The newly minted Tory senator said he made the sensational comments in his first speech in the red chamber to enliven debate on the matter, even as he doled out fresh criticisms of P.E.I. Premier Robert Ghiz and Newfoundland Premier Danny Williams.
Duffy, speaking Saturday at a Conservative gathering in Halifax, said he wanted to make it clear that the Liberal leader of his “beloved” Island province shouldn’t be allying himself with Williams.
“I used the metaphor to grab people’s attention,” he said to loud applause as he addressed the provincial Tory party’s annual meeting.
“What’s the point of being in the Senate if you can’t get any attention – if you can’t get any attention for issues you care about?
“I saw the premier of my province going down what I thought was a very negative path.”
The senator again refused to apologize for suggesting last Tuesday that Ghiz may get the “shaft” by getting in bed with Williams, saying the sight of two politicians in bed is “a grotesque scene.”
Duffy continued the combative language Saturday during a 20-minute speech replete with references to Ghiz as a Rambo-wannabe who couldn’t match his father’s intellect and Williams as a pest who’s making a career out of “barking” at the prime minister.
The remarks follow a week of recriminations from MPs and senators, some of whom called his comments in the Senate “offensive” and “sexist.”
Senator Claudette Tardif, the deputy leader of the opposition in the chamber, said the comments were not only distasteful, but also out of order and she called for him to apologize.
Duffy withdrew the metaphor, but issued no apology.
Prime Minister Stephen Harper did not chastise Duffy, but said: “I thought his language was perhaps inappropriate, and I gather he withdrew some of the language.”
Duffy’s original remarks appeared to refer to the fact that both Ghiz and Williams have called on the federal government to delay any changes in the equalization program for a year.
The premiers say a new cap on equalization could cost Newfoundland $1.6 billion over three years, while P.E.I. would lose $20 million annually under the scheme.
Duffy said Saturday that the two premiers should be working with Ottawa during the economic crisis and use “statesmanlike” language and “civil discourse” to further their cause.

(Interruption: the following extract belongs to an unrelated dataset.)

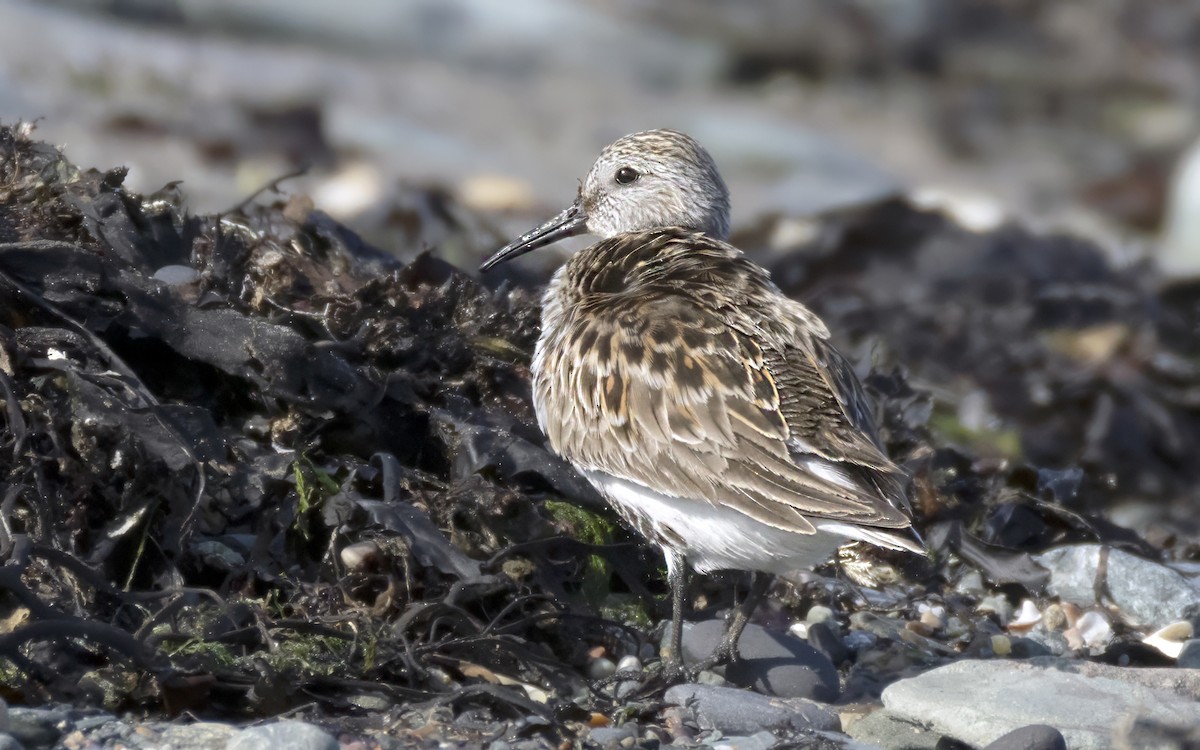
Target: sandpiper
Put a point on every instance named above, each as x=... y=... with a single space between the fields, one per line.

In the next breath, the former journalist took a swipe at Ghiz by conjuring up the memory of his dead father, a former Island premier.
“Joe Ghiz knew what he was doing. Joe Ghiz was a very smart guy and I’m afraid Robert, well anyway, I’ll just leave it at that,” he said to laughter.
Duffy began his first speech in the Senate by thanking Harper for the appointment, saying “it is not a position I sought, but it is a challenge that I accept with enthusiasm.”
That line in particular drew private guffaws from Liberal senators.
Media watcher Chris Dornan, director of the Arthur Kroeger College of Public Affairs at Carleton University, says the former CTV journalist’s enthusiasm for the red chamber was well known.
But Dornan dismissed suggestions that the former host of the must-see show for political insiders, Mike Duffy Live, used his TV platform to get the coveted appointment.
“It was no secret in Ottawa circles that Mike Duffy would have enjoyed being appointed to the Senate,” Dornan said. “The notion that he used his appearances on television to lobby for such a position, I think, is ridiculous.”
Newfoundland Premier Danny Williams this week flatly disagreed.
“I’m very disappointed in Mike Duffy as a person,” Williams said in response to lines in Duffy’s speech.
Duffy’s speech referred to the “nattering nabobs of negativism on the East Coast” who loudly protested equalization adjustments in the Harper government’s recent budget that could cost Newfoundland and Labrador and P.E.I. equalization money.
Politicians of other stripes have questioned whether the popular broadcaster changed his tune in the lead-up to getting the Senate nod from Harper.
Green Party Leader Elizabeth May’s verbal smack down of Duffy during a mid-election interview live on TV last fall became a minor YouTube sensation.
She accused him of “a significant violation of journalistic ethics” after he said she supported wiping out the North American Free Trade Agreement. In fact, May campaigned on renegotiating the deal, particularly energy-related provisions, to better protect Canadian interests.
“He was very insulting – deliberately so,” May said Friday in an interview.
“In the 2008 election campaign, whatever pretense they had of being balanced was out the window. It was as bad as anything I’ve ever seen on U.S. networks in terms of being the way Fox News was the mouthpiece for George Bush.”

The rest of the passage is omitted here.